Polyidus poet-sophist identity dossier

A disputed ancient identity relation between musical-poetic and sophistic notices under the Polyidus name.

This article describes an entity that is not directly attested. It is an inference from the evidence listed below.
Existence warrant
70
how strongly the evidence implies it existed
Direct attestation
35
how directly sources name it — low is normal here
Specificity
62
how precisely it can be pinned down
Reconstruction
58
how much rests on modern reconstruction
Counterevidence
45
pressure from contrary evidence

New to Inferpedia? How to read this page · what these numbers mean

Epistemic label

Weak direct attestation of the identity relation; source-backed dossier for a disputed ancient figure-name.

Inference

Ancient notices about Polyidus or Polyeidus should be treated as an identity dossier rather than as automatically one secure biography.

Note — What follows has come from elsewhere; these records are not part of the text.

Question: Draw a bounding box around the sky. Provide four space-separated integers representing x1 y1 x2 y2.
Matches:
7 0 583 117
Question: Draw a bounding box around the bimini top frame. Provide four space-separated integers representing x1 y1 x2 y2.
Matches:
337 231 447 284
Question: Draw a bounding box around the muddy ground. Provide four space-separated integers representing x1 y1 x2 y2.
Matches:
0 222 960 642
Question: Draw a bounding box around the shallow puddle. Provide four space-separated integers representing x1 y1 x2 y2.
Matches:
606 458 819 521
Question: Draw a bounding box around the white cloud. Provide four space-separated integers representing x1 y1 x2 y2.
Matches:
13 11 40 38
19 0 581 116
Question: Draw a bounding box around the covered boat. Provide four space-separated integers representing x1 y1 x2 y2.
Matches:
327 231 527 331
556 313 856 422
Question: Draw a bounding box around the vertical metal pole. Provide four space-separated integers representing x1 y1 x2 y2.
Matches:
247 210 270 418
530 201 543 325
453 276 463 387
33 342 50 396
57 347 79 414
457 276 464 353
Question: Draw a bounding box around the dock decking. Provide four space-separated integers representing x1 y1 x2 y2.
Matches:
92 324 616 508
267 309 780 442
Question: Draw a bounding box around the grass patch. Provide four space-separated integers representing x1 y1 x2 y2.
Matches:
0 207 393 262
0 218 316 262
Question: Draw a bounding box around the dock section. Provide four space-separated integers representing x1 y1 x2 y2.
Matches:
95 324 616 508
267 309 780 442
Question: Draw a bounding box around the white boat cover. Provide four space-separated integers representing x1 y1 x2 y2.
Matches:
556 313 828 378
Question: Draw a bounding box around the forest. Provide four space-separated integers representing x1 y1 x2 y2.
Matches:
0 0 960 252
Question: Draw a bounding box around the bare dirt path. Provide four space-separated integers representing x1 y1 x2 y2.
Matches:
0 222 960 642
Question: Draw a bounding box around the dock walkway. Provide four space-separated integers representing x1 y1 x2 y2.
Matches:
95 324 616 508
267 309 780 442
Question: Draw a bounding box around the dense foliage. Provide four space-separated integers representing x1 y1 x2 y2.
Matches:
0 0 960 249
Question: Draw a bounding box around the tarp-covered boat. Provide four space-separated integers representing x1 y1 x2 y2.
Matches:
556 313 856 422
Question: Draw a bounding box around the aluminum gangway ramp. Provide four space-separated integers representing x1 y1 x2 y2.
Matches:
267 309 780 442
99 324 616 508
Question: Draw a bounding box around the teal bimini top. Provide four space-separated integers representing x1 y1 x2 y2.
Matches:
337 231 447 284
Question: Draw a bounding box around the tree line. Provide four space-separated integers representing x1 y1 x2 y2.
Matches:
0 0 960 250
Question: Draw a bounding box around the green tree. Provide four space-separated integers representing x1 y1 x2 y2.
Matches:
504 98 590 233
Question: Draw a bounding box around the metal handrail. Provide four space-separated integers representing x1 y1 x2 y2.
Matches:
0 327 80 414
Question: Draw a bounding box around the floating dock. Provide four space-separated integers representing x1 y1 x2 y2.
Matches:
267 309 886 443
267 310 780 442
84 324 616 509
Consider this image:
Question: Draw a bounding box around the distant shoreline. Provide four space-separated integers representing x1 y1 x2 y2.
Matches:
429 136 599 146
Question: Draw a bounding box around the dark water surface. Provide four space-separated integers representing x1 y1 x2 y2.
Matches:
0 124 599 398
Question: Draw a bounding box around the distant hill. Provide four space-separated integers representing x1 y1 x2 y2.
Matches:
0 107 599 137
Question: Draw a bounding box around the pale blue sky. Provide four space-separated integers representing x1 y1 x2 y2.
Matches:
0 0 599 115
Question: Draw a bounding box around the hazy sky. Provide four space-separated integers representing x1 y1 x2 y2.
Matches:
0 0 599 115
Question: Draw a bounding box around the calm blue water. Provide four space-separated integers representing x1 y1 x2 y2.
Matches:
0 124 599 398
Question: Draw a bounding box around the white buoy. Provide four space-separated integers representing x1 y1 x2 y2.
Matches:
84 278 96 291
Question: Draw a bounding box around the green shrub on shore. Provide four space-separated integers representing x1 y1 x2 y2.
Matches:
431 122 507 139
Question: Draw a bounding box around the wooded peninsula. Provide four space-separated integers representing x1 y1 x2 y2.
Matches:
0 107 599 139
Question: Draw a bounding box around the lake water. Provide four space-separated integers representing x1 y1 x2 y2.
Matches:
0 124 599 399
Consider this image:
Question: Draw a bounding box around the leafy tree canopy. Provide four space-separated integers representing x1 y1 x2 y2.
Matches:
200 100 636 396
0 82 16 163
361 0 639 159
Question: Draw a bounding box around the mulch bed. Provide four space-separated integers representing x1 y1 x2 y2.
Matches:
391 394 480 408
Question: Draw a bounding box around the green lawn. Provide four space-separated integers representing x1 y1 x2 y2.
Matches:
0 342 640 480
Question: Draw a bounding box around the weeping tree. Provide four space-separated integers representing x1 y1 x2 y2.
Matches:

The inferred object is the unresolved relation between a poet or musician notice and a sophist notice.

Evidence and warrant

Diodorus places Polyeidus among eminent dithyramb composers, alongside Philoxenus, Timotheus, and Telestus, and connects him with painting and music. Aristotle's Poetics invokes Polyidus the sophist in the recognition scene involving Iphigenia and Orestes. Pseudo-Plutarch's De musica places Polyidus in the New Music and dithyrambic-citharodic tradition and preserves a patchwork characterization of his work.

The names and notices are directly attested. What is not directly attested is the identity relation among them. The warrant is therefore classificatory: the same or similar name appears across literary, musical, and sophistic contexts that need one controlled dossier.

Counterevidence and limits

The sources may refer to more than one person. The spelling variation, genre spread, and late or derivative nature of some notices create real counterevidence against a simple single-person article.

What would change the score

The score would rise if a specialist prosopography or ancient testimony explicitly connected the poet-musician and sophist notices. It would fall if the notices can be separated securely into distinct individuals.